“Let’s get off the highway.”
This is a chronic plea on a decade-long walk through the world.
Walking long distances on motorways is fiendish punishment. Car roads are built for machines, not living things. They cater to rubber not sinew. To velocity not exploration. They tell few stories.
In some places, such as the militarized border of Jordan and Israel, it was impossible to escape: For days local security concerns made me a prisoner of the asphalt. And while crossing the Kyzyl Kum desert of Uzbekistan, my local walking partners and I had no choice but to hug the burning margins of a new South Korean-built freeway: The old desert wells used by Silk Road caravans had long since fallen into neglect, and were choked by sand.
The Karakoram Highway in northern Pakistan offers a special challenge.
The fabled old trading road that connects China to Pakistan squeezes along the bottom of steep river canyons. Stepping away from its narrow tarmac—which buzzes with colorfully decorated trucks, with tractors, with scooters—is often physically impossible.

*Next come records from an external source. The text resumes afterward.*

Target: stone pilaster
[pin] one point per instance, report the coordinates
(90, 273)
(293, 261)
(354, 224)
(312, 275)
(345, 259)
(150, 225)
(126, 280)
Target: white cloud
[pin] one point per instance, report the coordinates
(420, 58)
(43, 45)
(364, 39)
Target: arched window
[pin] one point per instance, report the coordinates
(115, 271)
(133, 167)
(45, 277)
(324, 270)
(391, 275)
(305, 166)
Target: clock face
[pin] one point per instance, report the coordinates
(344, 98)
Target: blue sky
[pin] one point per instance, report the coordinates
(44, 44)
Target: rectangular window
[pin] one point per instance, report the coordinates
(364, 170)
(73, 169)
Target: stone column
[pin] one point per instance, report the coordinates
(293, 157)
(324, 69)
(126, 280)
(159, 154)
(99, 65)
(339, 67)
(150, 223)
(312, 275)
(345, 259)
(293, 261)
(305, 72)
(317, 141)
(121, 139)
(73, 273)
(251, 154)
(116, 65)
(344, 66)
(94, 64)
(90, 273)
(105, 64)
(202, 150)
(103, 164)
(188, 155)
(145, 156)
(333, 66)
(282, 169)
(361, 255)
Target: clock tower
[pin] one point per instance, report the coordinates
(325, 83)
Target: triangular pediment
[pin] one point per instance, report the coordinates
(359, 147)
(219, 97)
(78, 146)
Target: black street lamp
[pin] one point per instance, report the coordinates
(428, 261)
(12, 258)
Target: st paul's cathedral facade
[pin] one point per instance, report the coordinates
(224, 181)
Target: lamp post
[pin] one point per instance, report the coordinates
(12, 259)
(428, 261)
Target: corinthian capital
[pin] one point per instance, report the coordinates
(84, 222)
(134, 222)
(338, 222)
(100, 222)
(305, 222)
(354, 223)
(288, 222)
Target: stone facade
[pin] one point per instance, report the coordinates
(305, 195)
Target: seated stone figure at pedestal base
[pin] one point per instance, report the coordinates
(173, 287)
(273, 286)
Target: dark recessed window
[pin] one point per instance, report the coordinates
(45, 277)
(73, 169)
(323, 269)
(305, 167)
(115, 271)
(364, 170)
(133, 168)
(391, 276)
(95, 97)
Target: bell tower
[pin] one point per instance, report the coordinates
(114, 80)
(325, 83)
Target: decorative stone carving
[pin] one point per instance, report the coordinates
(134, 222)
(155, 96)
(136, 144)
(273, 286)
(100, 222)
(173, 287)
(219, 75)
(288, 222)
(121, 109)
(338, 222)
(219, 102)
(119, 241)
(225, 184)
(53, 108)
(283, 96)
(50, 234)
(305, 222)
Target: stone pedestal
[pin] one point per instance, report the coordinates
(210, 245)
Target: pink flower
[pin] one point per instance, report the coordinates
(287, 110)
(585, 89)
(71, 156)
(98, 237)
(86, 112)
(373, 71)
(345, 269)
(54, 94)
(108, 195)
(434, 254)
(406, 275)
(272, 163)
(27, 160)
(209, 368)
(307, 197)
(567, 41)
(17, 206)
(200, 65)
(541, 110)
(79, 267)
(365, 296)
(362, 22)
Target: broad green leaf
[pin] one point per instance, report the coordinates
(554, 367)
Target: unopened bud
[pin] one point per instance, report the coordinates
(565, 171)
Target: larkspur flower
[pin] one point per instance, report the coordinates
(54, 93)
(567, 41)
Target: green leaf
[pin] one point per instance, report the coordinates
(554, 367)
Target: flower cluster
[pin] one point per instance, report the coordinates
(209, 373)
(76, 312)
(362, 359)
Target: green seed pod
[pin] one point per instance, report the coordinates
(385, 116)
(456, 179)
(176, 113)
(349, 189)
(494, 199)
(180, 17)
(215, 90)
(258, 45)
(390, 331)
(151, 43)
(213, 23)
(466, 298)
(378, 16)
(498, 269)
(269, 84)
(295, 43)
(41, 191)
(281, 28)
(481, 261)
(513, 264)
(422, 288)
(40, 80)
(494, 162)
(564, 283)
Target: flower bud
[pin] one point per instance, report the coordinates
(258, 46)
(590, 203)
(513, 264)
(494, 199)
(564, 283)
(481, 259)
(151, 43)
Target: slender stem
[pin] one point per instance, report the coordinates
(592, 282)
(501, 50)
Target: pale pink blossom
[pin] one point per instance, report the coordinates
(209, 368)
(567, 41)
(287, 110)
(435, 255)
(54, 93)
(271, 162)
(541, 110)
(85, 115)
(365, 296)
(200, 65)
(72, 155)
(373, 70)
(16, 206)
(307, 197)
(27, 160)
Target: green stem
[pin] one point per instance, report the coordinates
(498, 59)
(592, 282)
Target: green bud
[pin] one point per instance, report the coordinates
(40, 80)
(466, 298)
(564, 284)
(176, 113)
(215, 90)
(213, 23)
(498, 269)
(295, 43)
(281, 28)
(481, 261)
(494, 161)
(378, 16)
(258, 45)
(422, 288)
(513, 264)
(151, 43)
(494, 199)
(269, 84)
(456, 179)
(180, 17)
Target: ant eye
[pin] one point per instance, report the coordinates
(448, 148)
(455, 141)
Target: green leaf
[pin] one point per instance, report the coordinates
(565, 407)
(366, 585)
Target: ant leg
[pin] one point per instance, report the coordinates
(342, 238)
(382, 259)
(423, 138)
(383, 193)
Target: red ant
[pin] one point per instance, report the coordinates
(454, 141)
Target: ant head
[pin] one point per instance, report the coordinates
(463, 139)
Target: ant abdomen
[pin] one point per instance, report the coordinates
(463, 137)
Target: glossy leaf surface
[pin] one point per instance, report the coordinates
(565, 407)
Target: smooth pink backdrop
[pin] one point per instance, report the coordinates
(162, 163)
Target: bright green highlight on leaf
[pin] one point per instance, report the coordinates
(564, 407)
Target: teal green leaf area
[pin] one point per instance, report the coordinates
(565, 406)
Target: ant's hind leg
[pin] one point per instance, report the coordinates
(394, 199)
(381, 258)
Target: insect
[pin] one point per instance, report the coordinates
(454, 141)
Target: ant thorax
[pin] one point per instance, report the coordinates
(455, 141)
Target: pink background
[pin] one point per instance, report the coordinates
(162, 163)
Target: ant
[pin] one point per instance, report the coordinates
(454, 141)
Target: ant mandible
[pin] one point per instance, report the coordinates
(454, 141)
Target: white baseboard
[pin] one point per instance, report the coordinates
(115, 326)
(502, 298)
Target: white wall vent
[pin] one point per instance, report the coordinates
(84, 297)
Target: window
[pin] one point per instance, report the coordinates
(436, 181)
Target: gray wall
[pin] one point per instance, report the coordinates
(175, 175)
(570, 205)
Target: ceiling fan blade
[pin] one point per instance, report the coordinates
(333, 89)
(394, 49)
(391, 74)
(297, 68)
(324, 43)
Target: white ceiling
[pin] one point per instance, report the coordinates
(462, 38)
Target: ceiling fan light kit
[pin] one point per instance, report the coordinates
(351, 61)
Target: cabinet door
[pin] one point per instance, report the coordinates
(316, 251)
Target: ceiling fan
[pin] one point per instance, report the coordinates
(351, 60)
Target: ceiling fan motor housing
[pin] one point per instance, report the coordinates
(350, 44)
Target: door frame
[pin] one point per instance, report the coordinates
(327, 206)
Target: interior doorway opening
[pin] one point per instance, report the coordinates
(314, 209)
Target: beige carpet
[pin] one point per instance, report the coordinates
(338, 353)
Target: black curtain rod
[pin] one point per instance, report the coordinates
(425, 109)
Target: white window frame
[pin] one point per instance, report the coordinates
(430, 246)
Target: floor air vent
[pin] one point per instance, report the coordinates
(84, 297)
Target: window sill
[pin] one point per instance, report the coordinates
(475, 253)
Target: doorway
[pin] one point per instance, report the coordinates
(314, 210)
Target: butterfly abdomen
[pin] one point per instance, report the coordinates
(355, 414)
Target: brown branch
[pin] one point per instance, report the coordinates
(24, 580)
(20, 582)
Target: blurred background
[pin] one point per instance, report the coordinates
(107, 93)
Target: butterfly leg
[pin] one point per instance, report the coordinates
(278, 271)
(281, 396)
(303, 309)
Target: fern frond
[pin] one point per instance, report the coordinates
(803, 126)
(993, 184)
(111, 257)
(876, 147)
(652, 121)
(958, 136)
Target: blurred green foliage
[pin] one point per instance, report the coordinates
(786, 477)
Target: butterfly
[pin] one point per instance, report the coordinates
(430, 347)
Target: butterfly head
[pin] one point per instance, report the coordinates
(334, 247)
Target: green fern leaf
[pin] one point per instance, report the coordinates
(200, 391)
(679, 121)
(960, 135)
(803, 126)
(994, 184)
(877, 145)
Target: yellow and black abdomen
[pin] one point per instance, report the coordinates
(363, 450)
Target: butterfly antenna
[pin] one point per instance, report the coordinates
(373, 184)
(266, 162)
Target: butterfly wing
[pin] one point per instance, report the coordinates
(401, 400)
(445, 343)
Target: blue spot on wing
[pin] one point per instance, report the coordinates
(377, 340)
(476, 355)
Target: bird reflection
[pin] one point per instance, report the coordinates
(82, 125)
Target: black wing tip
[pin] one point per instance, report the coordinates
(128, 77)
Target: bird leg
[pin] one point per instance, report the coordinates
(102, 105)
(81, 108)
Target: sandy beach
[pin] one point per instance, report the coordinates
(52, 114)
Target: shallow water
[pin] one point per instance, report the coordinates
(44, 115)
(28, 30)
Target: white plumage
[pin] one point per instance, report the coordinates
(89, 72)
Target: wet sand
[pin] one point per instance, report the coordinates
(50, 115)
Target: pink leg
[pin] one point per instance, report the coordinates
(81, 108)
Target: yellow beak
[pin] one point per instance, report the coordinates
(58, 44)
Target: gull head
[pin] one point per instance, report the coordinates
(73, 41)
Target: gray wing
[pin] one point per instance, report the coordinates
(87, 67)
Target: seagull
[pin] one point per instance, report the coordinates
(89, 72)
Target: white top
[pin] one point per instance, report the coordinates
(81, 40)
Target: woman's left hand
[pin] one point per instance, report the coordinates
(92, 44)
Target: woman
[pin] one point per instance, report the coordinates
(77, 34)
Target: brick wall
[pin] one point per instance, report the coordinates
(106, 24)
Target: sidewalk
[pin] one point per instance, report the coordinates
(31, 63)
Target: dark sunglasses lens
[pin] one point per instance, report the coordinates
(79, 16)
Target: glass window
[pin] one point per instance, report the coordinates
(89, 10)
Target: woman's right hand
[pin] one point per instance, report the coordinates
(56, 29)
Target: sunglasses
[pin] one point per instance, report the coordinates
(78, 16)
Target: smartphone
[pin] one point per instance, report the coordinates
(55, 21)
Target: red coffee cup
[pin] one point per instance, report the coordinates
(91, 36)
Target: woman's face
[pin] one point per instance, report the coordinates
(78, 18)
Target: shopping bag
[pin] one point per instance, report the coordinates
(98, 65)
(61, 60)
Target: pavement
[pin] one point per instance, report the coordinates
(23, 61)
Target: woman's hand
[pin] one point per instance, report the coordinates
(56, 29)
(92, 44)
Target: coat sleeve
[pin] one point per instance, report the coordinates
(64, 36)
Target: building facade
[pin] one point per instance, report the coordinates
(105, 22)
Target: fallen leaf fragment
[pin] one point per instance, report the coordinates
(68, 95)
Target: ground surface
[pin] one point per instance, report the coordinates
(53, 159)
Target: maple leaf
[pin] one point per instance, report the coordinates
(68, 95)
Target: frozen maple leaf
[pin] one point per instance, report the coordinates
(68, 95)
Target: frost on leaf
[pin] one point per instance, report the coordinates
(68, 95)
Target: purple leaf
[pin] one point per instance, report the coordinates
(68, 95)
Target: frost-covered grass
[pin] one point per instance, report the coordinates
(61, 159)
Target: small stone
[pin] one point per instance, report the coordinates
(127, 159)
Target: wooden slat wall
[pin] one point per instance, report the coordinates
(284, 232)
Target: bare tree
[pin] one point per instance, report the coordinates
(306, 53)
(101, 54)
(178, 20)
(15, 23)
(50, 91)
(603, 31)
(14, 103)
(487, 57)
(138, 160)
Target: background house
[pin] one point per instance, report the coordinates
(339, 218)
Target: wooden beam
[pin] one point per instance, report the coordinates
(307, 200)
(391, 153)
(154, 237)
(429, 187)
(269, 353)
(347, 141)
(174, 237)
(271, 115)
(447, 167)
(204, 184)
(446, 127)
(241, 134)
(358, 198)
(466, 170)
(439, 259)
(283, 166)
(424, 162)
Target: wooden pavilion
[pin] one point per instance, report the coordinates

Except for the grace of canals.
Video by Paul Salopek
Hand-dug by mountain farmers, these clever waterways channel water from some of world’s biggest glaciers to small fields of pumpkins and wheat. To reach them, you must totter across footbridges that swing high above frothing rivers. You must risk dead ends and backtracking. The reward: Undaunted by the noise and stink of a car road, you drift south toward the plains of Punjab, to the steaming Indian Ocean, guided by an armada of floating, golden poplar leaves.